Un tournant décisif se dessine dans l’univers numérique béninois. Lors de son passage ce dimanche sur l’émission L’entretien Grand Format diffusée sur Bip Radio, le Secrétaire Général de la Haute Autorité de l’Audiovisuel et de la Communication (HAAC), François Awoudo, a annoncé une régulation prochaine des réseaux sociaux au Bénin. Une réforme qui devrait bouleverser les pratiques des influenceurs, créateurs de contenus et plateformes numériques comme TikTok et Facebook.
Des réseaux sociaux considérés comme des médias
La sortie du Secrétaire Général s’inscrit dans une dynamique de clarification du cadre juridique entourant l’usage des plateformes numériques. Pour la HAAC, les réseaux sociaux ne peuvent plus échapper à la régulation au motif qu’ils seraient des espaces privés ou de simple interaction virtuelle. Leur rôle croissant dans la formation de l’opinion publique, la diffusion d’informations – parfois non vérifiées – et l’influence qu’ils exercent sur les comportements sociaux en font, de facto, des outils médiatiques à part entière. « Tout outil que vous utilisez pour véhiculer un message à l’adresse d’une masse de personnes est un média », a martelé François Awoudo.

Le SG de la HAAC l’a expliqué en termes simples : la définition d’un média s’applique à tout support capable de diffuser un message à une large audience. À ce titre, les comptes influents sur TikTok, Facebook, Instagram ou YouTube doivent être considérés comme des médias et pourraient être appelés à respecter les normes déontologiques et juridiques en vigueur dans le paysage médiatique béninois.

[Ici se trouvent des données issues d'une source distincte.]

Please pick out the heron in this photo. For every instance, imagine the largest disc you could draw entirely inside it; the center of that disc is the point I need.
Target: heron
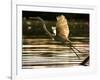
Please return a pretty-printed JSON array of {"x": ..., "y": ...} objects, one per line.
[{"x": 63, "y": 38}]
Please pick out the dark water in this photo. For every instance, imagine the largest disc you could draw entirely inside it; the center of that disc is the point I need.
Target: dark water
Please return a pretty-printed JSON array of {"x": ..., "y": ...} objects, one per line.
[{"x": 41, "y": 52}]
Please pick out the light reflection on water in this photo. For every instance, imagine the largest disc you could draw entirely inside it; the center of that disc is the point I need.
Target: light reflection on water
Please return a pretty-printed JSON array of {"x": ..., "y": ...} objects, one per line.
[{"x": 43, "y": 52}]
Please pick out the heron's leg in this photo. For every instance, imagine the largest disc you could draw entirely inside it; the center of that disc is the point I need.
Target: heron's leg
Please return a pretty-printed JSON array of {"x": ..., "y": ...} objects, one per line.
[{"x": 72, "y": 48}]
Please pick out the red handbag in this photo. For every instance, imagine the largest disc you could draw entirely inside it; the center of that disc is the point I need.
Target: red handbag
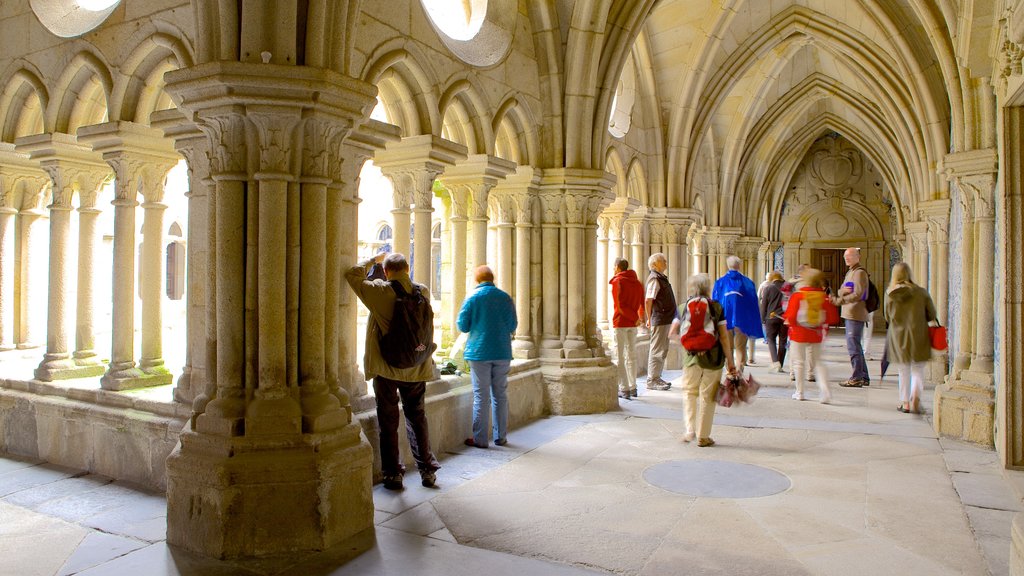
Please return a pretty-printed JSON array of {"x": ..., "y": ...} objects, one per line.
[{"x": 937, "y": 335}]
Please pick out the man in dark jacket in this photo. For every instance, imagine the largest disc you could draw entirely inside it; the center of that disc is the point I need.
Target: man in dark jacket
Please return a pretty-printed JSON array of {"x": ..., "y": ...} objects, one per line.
[
  {"x": 488, "y": 318},
  {"x": 771, "y": 316},
  {"x": 659, "y": 307},
  {"x": 627, "y": 294},
  {"x": 390, "y": 382}
]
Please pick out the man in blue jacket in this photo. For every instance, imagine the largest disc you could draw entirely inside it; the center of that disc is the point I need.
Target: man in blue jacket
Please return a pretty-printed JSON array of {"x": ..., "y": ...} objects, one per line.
[
  {"x": 488, "y": 318},
  {"x": 738, "y": 297}
]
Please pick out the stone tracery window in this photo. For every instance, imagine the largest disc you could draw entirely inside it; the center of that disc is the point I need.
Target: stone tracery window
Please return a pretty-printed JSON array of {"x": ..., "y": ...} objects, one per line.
[{"x": 69, "y": 18}]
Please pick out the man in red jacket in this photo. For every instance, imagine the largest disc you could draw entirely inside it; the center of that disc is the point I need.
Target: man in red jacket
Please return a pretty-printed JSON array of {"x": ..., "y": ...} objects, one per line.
[{"x": 627, "y": 293}]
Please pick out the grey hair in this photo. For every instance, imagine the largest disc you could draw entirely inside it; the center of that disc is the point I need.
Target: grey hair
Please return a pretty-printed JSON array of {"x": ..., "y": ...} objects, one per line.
[
  {"x": 698, "y": 285},
  {"x": 655, "y": 257},
  {"x": 395, "y": 262}
]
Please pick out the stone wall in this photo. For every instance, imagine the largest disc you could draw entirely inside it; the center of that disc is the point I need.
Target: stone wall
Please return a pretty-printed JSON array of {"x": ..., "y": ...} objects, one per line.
[{"x": 128, "y": 438}]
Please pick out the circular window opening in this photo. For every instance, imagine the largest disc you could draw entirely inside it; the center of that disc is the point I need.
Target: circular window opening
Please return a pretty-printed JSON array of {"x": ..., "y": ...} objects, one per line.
[
  {"x": 459, "y": 19},
  {"x": 69, "y": 18},
  {"x": 478, "y": 32}
]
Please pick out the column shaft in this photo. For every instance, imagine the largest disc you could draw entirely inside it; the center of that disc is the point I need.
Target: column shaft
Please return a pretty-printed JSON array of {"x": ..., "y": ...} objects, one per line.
[
  {"x": 421, "y": 260},
  {"x": 984, "y": 340},
  {"x": 400, "y": 217},
  {"x": 965, "y": 328},
  {"x": 7, "y": 227},
  {"x": 27, "y": 335},
  {"x": 503, "y": 269},
  {"x": 152, "y": 359},
  {"x": 84, "y": 337},
  {"x": 56, "y": 320},
  {"x": 551, "y": 281},
  {"x": 605, "y": 269},
  {"x": 123, "y": 292},
  {"x": 458, "y": 266},
  {"x": 523, "y": 335}
]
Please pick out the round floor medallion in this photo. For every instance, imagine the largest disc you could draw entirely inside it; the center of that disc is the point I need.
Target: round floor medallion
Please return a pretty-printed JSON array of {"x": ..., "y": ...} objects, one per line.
[{"x": 716, "y": 479}]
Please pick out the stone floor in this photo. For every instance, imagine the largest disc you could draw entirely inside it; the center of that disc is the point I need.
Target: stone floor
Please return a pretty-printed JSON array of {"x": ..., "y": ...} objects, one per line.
[{"x": 870, "y": 491}]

Les influenceurs bientôt soumis à autorisation ?
La montée en puissance des influenceurs digitaux sur les réseaux sociaux n’a pas échappé à l’attention du régulateur. Pour François Awoudo, il est temps d’envisager leur encadrement légal, comme cela se fait déjà dans d’autres pays. Il évoque la possibilité que certains comptes ou pages soient soumis à autorisation préalable de la HAAC, en fonction du nombre de leurs abonnés ou de l’impact de leurs publications. « Dans certains pays, dès lors que vous êtes suivi par un certain nombre de personnes, vous êtes automatiquement considéré comme un média », a-t-il précisé.
Si le seuil d’audience au-delà duquel un compte devient éligible à régulation n’a pas encore été fixé, la HAAC entend ouvrir le débat et poser les bases d’un cadre réglementaire clair et évolutif. L’objectif : éviter le vide juridique et prévenir les dérives.
Vers une nouvelle législation pour un espace numérique plus responsable
François Awoudo a annoncé que cette réflexion sera au cœur des colloques que la HAAC prévoit d’organiser dans les prochains jours. Ces assises permettront de recueillir les avis d’experts, de juristes, de journalistes, de créateurs de contenus et de représentants de la société civile sur les modalités d’encadrement à adopter.
Pour le Secrétaire Général, se cacher derrière le statut de « plateforme numérique » pour contourner les règles en vigueur ne pourra plus durer. Il estime que le Bénin doit impérativement mettre à jour sa législation pour s’adapter aux mutations du monde numérique. « On ne peut pas rester dans un vide juridique, dans un no man’s land », a-t-il averti, appelant à une révision urgente des textes.
Un nouveau contrat numérique en gestation
Cette future régulation, en plus de mieux structurer l’espace numérique béninois, pourrait poser les bases d’une responsabilité partagée entre les créateurs de contenu et les plateformes. Il s’agira non seulement de protéger le public, notamment contre les fausses informations, les discours de haine ou les dérives commerciales, mais aussi de professionnaliser un secteur en pleine expansion.
Pour de nombreux observateurs, cette initiative est une réponse attendue à l’évolution rapide du numérique au Bénin, où les réseaux sociaux jouent désormais un rôle majeur dans l’information, la mobilisation sociale, le marketing et même la politique.